SMP Porting to Cortex R5

Hi,
We make an attempt to port SMP version to Cortex R5. Work is inspired by RP2040 port.
I’d appreciate some porting checklist.

  1. Tick interrupt. Happens only on master core or identical on both (all cores)? Other scheme?
  2. Ignition and initialization of Second core. Simple loop that waits for sp, pc (xPortStartSchedulerOnCore or xPortStartScheduler) and interrupt table address , once set jumps to given pc. Is this correct?
  3. What else we need to know to implement multi-core safe mutexes, locks, etc. Is there some dependency of Processor SDK (out of FreeRTOS source tree)?
  4. Any static data that kernel uses that we need to be aware of?
  5. If I understand correctly, both cores run the same scheduler, and it picks tasks from queue that is visible on both cores. Is it correct?

Our target is offloading of computation tasks to the second core, no need in Interrupts/peripherals access on the second core.
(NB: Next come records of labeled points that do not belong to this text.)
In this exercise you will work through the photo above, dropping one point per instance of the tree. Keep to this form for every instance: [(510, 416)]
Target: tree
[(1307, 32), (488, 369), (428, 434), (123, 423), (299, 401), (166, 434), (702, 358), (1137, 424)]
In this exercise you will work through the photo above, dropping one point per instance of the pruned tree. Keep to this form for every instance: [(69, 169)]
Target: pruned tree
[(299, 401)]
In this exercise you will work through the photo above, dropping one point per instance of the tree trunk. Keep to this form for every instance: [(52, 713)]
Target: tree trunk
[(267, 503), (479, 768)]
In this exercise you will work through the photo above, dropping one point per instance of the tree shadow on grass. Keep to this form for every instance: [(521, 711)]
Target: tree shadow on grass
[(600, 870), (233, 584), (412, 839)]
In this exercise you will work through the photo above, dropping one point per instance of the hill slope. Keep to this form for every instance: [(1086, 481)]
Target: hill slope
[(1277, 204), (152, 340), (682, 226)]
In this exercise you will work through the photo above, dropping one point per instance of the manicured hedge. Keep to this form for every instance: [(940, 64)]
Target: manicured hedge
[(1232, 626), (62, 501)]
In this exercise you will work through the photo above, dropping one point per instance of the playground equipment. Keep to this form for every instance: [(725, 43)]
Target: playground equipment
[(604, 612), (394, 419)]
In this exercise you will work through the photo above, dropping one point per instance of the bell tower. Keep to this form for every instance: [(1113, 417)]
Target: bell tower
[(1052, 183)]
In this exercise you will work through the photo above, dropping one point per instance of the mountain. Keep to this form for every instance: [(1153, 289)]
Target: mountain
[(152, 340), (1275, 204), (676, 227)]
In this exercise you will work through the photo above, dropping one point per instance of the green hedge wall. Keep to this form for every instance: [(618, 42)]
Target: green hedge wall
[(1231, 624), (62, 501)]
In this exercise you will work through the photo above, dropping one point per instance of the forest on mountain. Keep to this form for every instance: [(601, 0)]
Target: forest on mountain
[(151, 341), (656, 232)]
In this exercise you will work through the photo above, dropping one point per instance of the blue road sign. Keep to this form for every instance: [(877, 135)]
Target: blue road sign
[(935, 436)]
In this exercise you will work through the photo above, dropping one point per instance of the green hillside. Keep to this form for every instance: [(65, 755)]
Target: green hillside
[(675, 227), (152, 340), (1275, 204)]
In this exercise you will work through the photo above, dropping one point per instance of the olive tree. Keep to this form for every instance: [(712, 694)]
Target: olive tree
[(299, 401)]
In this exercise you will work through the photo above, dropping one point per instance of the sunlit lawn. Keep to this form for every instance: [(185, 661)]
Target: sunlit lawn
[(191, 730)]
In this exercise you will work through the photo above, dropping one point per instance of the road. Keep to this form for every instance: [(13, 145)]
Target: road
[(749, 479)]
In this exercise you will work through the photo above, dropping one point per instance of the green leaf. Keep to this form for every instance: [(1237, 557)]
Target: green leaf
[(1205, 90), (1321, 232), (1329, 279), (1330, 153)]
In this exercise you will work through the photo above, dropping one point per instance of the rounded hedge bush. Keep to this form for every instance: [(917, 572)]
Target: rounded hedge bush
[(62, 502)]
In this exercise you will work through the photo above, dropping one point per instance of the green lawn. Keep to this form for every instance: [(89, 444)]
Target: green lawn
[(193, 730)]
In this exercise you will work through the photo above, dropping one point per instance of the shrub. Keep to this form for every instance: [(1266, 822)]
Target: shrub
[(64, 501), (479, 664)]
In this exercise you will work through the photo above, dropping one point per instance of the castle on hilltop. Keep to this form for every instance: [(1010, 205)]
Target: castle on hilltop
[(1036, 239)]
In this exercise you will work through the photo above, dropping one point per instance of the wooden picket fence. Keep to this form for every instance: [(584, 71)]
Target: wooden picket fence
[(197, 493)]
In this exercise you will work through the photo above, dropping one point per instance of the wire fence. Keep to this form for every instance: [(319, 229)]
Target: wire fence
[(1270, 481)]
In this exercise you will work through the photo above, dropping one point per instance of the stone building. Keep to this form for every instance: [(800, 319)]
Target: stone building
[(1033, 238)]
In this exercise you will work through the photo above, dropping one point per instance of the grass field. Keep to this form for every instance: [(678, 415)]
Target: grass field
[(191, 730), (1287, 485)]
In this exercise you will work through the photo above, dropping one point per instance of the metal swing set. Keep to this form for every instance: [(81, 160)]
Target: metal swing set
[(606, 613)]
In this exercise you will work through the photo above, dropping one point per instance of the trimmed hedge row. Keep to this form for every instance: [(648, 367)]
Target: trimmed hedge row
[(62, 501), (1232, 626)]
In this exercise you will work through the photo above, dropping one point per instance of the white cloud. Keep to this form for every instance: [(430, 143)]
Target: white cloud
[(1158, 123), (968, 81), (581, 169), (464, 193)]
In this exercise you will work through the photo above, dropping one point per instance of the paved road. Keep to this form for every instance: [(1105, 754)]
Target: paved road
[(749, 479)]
Any help would be appreciated.

Best regards
Rasty

Good questions and we certainly need to create a porting checklist for SMP.

For now here you go:

  1. You will need a tick interrupt on 1 core. The tick handler will execute portYIELD_CORE(corenumber) when the other core(s) need to reschedule their work.
  2. You will need to do something specific to your architecture to launch the second core. The first core to run will call xPortStartScheduler() and your porting layer is expected to get all the cores running. On the RP2040 you can see it with an API call to multicore_launch_core1(functionPointerToLaunch).
  3. The key piece is to ensure the two LOCKS (below) are implemented with hardware.
  4. The kernel data in the is protected by two hardware spinlocks. These are the TASK lock and the ISR lock. You will need to ensure you have implemented portGET_TASK_LOCK(), portRELEASE_TASK_LOCK(), portGET_ISR_LOCK() and portRELEASE_ISR_LOCK(). These need to be implemented in such a way that NO CORE can get past the lock. On the RP2040 this is a hardware spinlock so when the second core reaches the GET, it will halt until the other core executes RELEASE.
  5. Exactly right. You can lock tasks to specific cores with core affinity. Doing so may increase the execution cycles available to a specific task but it will also make SOME context switches require two checks of the waiting task queue because the highest priority task may not be allowed to run on the core.
1 Like

Thank you very much for fast reply!
I need some clarification for question #1.
I want to make sure that I understand you correctly.
Tick interrupt runs only on first (0) master core and triggers scheduling on the second core.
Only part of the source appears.